I also have a Logitech trackman and hope to someday live in a place bigger
than a shoebox so I can use a damn monitor.

------
lazyjones
Win 7 PC (i5, 8GB RAM, SSD, very quiet), 27" Dell TFT display (U2711). HP
washable keyboard, Logitech G3 mouse. Most of the work is done in PuTTY
windows on remote servers.

I'd love to use the 24" iMac and the 13" Air more, but the (german) keyboard
sucks for programming ({[]}@ etc.), even after remapping.
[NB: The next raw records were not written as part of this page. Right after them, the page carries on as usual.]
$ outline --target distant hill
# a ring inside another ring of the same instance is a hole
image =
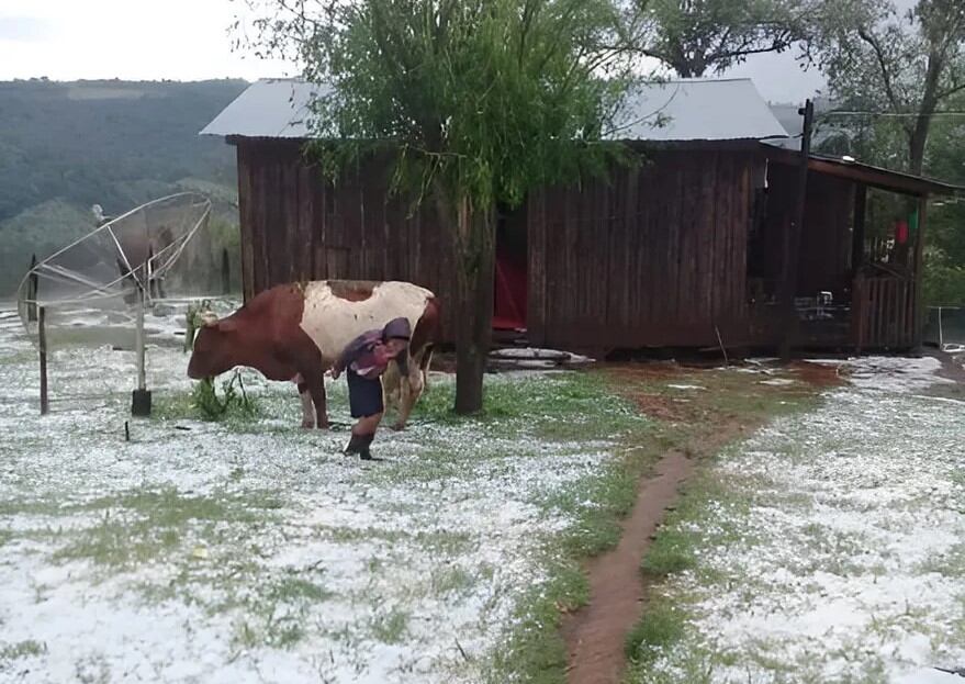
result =
[[[178,190],[212,197],[236,222],[234,150],[198,132],[243,80],[0,82],[0,295],[30,261]]]

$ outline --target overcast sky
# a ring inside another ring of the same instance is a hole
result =
[[[0,80],[295,75],[232,52],[228,27],[243,10],[237,0],[0,0]],[[822,85],[790,54],[755,56],[728,76],[754,79],[773,101],[801,101]]]

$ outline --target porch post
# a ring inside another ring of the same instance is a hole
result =
[[[924,250],[924,225],[928,216],[928,195],[918,198],[918,231],[914,236],[914,271],[911,276],[911,282],[914,288],[914,306],[912,310],[912,340],[914,348],[921,347],[922,333],[924,332],[924,306],[921,292],[921,262],[922,253]]]
[[[854,188],[854,225],[851,228],[851,277],[857,276],[864,267],[864,224],[867,210],[867,186],[859,183]]]

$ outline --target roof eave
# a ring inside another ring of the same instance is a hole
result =
[[[800,152],[798,150],[774,147],[773,145],[763,146],[765,147],[767,158],[772,161],[798,164],[800,160]],[[817,173],[824,173],[826,176],[833,176],[900,194],[925,197],[929,194],[949,195],[965,193],[965,187],[962,186],[944,183],[930,178],[893,171],[857,161],[843,161],[821,155],[810,155],[808,169]]]

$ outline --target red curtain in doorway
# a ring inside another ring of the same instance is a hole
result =
[[[526,329],[526,261],[496,246],[493,329]]]

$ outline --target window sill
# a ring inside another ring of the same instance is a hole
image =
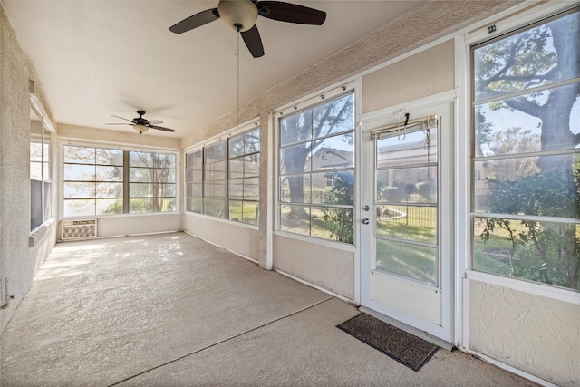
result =
[[[466,279],[483,282],[489,285],[507,287],[508,289],[529,293],[543,297],[548,297],[570,304],[580,305],[580,293],[575,290],[555,287],[540,283],[508,278],[488,273],[473,270],[466,271]]]
[[[343,242],[336,242],[334,240],[327,240],[327,239],[321,239],[318,237],[308,237],[305,235],[300,235],[300,234],[293,234],[287,231],[282,231],[282,230],[277,230],[275,231],[274,235],[277,235],[280,237],[287,237],[290,239],[296,239],[296,240],[300,240],[303,242],[307,242],[307,243],[311,243],[313,245],[320,245],[320,246],[324,246],[330,248],[334,248],[336,250],[343,250],[343,251],[348,251],[350,253],[355,253],[356,252],[356,247],[354,247],[354,246],[353,245],[347,245],[345,243]]]
[[[54,219],[54,218],[51,218],[50,219],[46,220],[44,223],[32,230],[30,232],[30,237],[28,237],[28,247],[33,248],[36,245],[38,245],[38,242],[45,237],[46,235],[50,232],[51,227],[53,227],[54,222],[56,222],[56,219]]]

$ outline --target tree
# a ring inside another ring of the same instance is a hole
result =
[[[280,150],[281,173],[296,173],[285,177],[288,179],[292,203],[304,201],[304,176],[301,173],[304,171],[308,158],[323,144],[324,137],[343,131],[341,125],[353,121],[353,94],[349,94],[280,121],[281,145],[297,143]],[[351,124],[346,130],[352,129]],[[305,214],[301,209],[296,206],[292,207],[291,215],[304,218]]]
[[[577,163],[574,152],[562,151],[580,145],[580,128],[570,127],[573,107],[580,96],[580,82],[574,82],[580,75],[578,47],[580,13],[575,12],[476,50],[476,100],[492,99],[492,111],[508,109],[539,119],[540,150],[558,151],[538,157],[536,173],[494,182],[489,200],[493,212],[580,218]],[[562,83],[550,86],[555,82]],[[511,92],[515,96],[501,98]],[[488,131],[482,133],[486,135]],[[570,212],[563,215],[562,208]],[[494,226],[509,227],[502,222],[489,219],[482,237]],[[538,222],[522,223],[527,230],[517,236],[519,242],[533,246],[536,256],[544,257],[542,265],[555,255],[561,257],[566,285],[578,288],[580,247],[575,225],[563,223],[556,232],[554,227],[540,227]],[[550,281],[542,265],[541,280]]]
[[[326,179],[334,182],[327,199],[328,204],[353,203],[354,181],[351,172],[329,172]],[[353,243],[353,208],[323,208],[323,217],[329,225],[330,237],[339,242]]]

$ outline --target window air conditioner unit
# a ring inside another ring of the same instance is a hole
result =
[[[97,219],[63,220],[61,240],[79,240],[97,237]]]

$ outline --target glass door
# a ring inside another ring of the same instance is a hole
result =
[[[452,341],[451,102],[363,138],[372,160],[362,305]],[[443,139],[443,141],[441,140]],[[363,145],[364,146],[364,145]]]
I miss my ThinkPad 720C, best laptop keyboard ever...

------
jizue_-f
Lenovo Thinkpad T420, Mint 14, intel core i5, 16gb ram, nvidia nvs 4200m,60gb
ocz ssd, and is regularly hooked up to a 22inch acer monitor.

------
CyberFonic
2 x 24" LCD in landscape and 1 x 19" LCD in portrait mode. Connected to home
built Core2 Duo 3.2GHz with 4G RAM. Running Ubuntu 13.04. Use a Samsung
ChromeBook on the road.

This is sufficient since most of the real work happens on AWS with multiple
instances and clients' AIX & HPUX clusters.

------
bgar
MacBook Air 2013 13"/8Gb/i7/128

Lenovo z580 15"/8Gb/750 with Arch Linux, i3wm

Sometimes I plug in a spare monitor if I need the extra screen space but I
really prefer a portable setup.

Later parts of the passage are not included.